Spring time means asparagus time and it’s one of those things we can really look forward to. Because fresh asparagus feels special and eating is a reminder that the warmer season is here (or should be, anyway), it’s one of those things worth waiting for. Of course it would be perfectly alright to boil it and serve it with some vinaigrette or hollandaise, but why not make it a little more special? Roasting the asparagus really brings out the flavours and makes it perfect to combine with the other ingredients. This makes for a beautiful dish that looks as great as it tastes and doesn’t take much time to prepare.
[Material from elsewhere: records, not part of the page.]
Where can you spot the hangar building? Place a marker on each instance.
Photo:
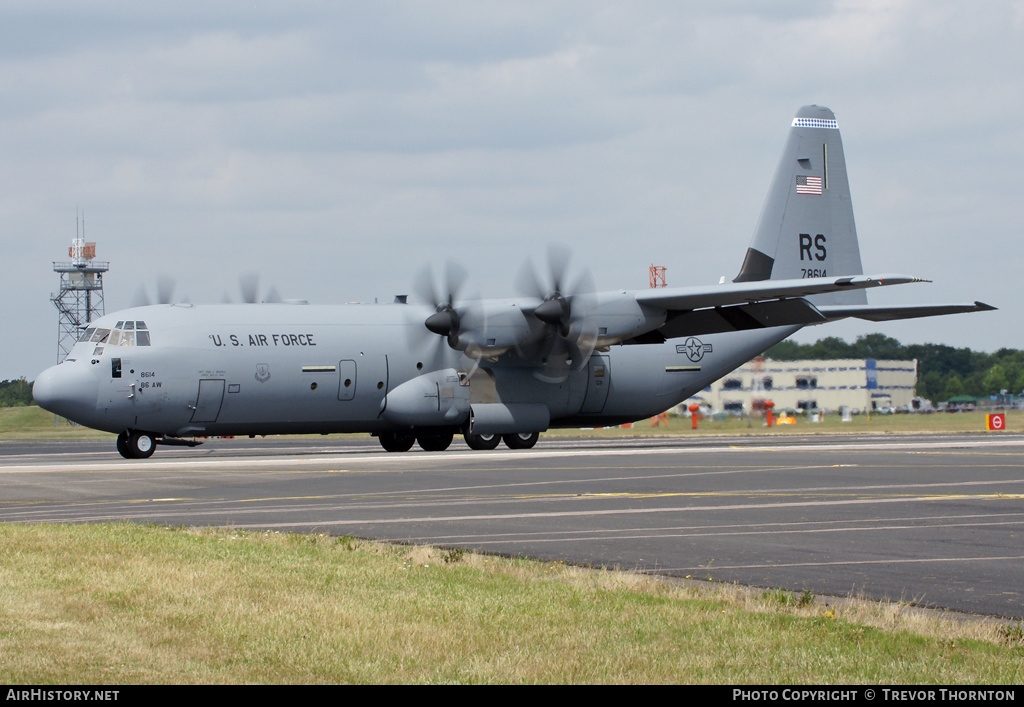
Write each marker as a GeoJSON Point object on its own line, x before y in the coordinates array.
{"type": "Point", "coordinates": [861, 384]}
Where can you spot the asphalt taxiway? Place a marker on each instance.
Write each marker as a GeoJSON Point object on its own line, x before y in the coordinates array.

Not bad, right?
750g fresh asparagus
250g cherry tomatoes
50g flaked almonds
100g feta cheese
Juice of 1/2 lemon
2tbsp extra virgin olive oil
1tbsp extra virgin olive oil for roasting
Salt & pepper to taste
Preheat your oven to 220C. Cut the dry ends off the asparagus, wash and dry.
Lay the asparagus out on a roasting tray, drizzle with olive oil and season. Roast the asparagus for 15 minutes.
Pour the flaked almonds into a dry pan over a medium heat and toast until golden. Pour the toasted almonds onto a cold plate and set aside.
Arrange the roasted asparagus onto a platter. Cut the tomatoes into halves and put on top of the asparagus.
Top with the almonds. Crumble the feta cheese on top.
Top with lemon juice and olive oil and season with a little salt and pepper.